SPACE:  BEHIND AND BETWEEN
In Space, No One Can Hear You Whine...
by Jason Donner

Part Ten - Episode Title:  "A Bird in the Hand Poops on Your Wrist"

While retrieving the timer from the Kazon, Kim, Quinn, Janeway,
Neelix, Tuvok, and Arturo got stranded on the Colonial Space
Marine Transport, Sulaco from the movie Aliens and Aliens 3
where Harry Kim was attacked by an alien face-hugger.  Luckily,
with Wade's now-enhanced force power, she was able to tell that
the team is still alive and convinced Chakotay, Kes, Paris, and Dr.
Sam Beckett who is (unbeknowst to all but us) inhabiting the body
of Rembrandt, to go on a rescue mission.  Unfortunately, upon
reaching the shuttlebay, the rescue team gets a nasty surprise.

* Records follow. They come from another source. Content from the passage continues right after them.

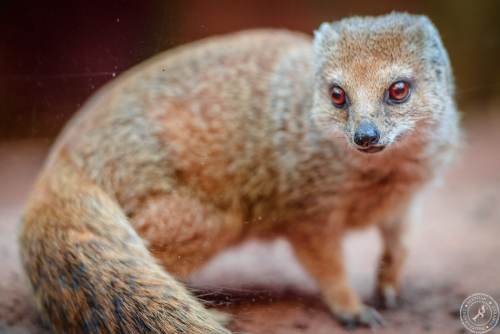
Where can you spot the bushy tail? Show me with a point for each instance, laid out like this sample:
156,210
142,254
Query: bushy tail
91,272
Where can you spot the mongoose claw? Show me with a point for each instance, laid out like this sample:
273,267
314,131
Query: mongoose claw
386,298
368,317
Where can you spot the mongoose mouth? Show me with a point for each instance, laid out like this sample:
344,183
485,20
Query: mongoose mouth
372,149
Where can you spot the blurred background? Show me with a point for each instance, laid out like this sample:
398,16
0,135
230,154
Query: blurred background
53,56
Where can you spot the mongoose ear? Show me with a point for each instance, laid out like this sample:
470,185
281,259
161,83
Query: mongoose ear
434,51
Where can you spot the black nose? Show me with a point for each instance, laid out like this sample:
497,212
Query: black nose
366,134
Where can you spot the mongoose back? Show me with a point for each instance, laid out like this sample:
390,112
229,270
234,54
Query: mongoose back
260,134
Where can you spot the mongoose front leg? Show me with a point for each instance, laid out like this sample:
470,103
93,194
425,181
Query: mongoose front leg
320,252
394,253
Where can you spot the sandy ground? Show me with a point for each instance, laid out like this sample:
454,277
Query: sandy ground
455,253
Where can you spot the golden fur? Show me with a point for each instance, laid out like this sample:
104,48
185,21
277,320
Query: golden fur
229,138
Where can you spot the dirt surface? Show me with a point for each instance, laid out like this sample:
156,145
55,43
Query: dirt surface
455,253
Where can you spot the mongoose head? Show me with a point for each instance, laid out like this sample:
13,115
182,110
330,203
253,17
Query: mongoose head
381,81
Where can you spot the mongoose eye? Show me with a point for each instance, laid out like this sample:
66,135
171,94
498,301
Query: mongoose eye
399,91
338,96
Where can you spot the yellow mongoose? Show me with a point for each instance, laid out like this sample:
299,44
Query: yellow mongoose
256,134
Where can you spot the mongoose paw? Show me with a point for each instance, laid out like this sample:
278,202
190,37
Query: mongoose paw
367,317
386,298
222,318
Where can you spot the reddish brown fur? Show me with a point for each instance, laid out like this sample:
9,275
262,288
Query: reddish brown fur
225,139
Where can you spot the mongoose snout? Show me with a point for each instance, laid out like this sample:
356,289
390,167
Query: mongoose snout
367,137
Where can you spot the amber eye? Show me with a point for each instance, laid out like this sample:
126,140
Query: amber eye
338,96
399,91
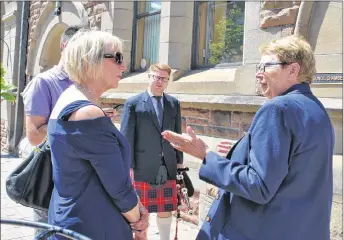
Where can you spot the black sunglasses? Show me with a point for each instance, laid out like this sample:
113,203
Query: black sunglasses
261,67
118,57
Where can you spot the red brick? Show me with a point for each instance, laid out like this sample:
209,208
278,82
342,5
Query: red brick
197,121
220,118
236,117
192,112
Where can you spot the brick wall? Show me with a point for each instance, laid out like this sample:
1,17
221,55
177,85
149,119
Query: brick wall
211,123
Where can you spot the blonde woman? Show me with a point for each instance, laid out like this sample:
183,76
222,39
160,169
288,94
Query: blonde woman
93,192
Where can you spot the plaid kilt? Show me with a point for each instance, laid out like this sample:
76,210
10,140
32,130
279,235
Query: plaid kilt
162,199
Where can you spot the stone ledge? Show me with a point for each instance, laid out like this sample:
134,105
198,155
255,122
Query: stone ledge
220,102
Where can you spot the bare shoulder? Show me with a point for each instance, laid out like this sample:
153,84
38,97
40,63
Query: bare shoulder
86,113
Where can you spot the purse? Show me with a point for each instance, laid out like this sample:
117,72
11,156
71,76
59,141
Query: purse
31,183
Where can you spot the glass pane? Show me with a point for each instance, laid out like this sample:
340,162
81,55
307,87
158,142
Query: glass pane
148,40
221,32
150,6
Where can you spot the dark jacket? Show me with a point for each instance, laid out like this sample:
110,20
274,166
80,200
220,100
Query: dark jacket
276,182
139,124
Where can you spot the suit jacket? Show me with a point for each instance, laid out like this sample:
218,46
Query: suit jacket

Chakotay:  What do you mean we're out of shuttles?
Paris:  Captain Janeway took the last one.  Well...  except for the
	shuttlecraft Cochrane.
Chakotay:  Oooo... we don't want to take that!
Sam:  Me neither.  I wouldn't want to ride in a spaceship named
	after an OJ lawyer either!
Kes:  No, no...  That shuttlecraft was enhanced with super-duper
	dylithum crystals that allows it to speed up to warp 10.
Wade:  Yeah, so?  What's the problem?
Paris:  When I test drove it, I turned into a frog.
Chakotay:  It was awful.
Kes:  And the critic's didn't like it either.
Wade:  But it's the only shuttle here!
Chakotay:  [to communicator]  Belanna, how soon can you get the
	transporters fixed?
Torres:  About three hours,
Wade:  That'll take to long!  We have to slide by then!
Chakotay:  Tom, can you keep this shuttle from going warp 10?
Paris:  Yeah, as long as I don't hit the, "take the shuttle to warp 10"
	button.
Chakotay:  Then, I'm afraid we're going to have to risk it.  Wade,
	Kes, Tom, Wade, Rembrandt, come on!  [Begins boarding
	the shuttle]
Sam:  Al?  Where are you?
Wade:  What?
Sam:  Huh?  Oh, I said, uh...  "Well...  here are...  you."
Wade:  [acts like she's about to say something, but decides not to.]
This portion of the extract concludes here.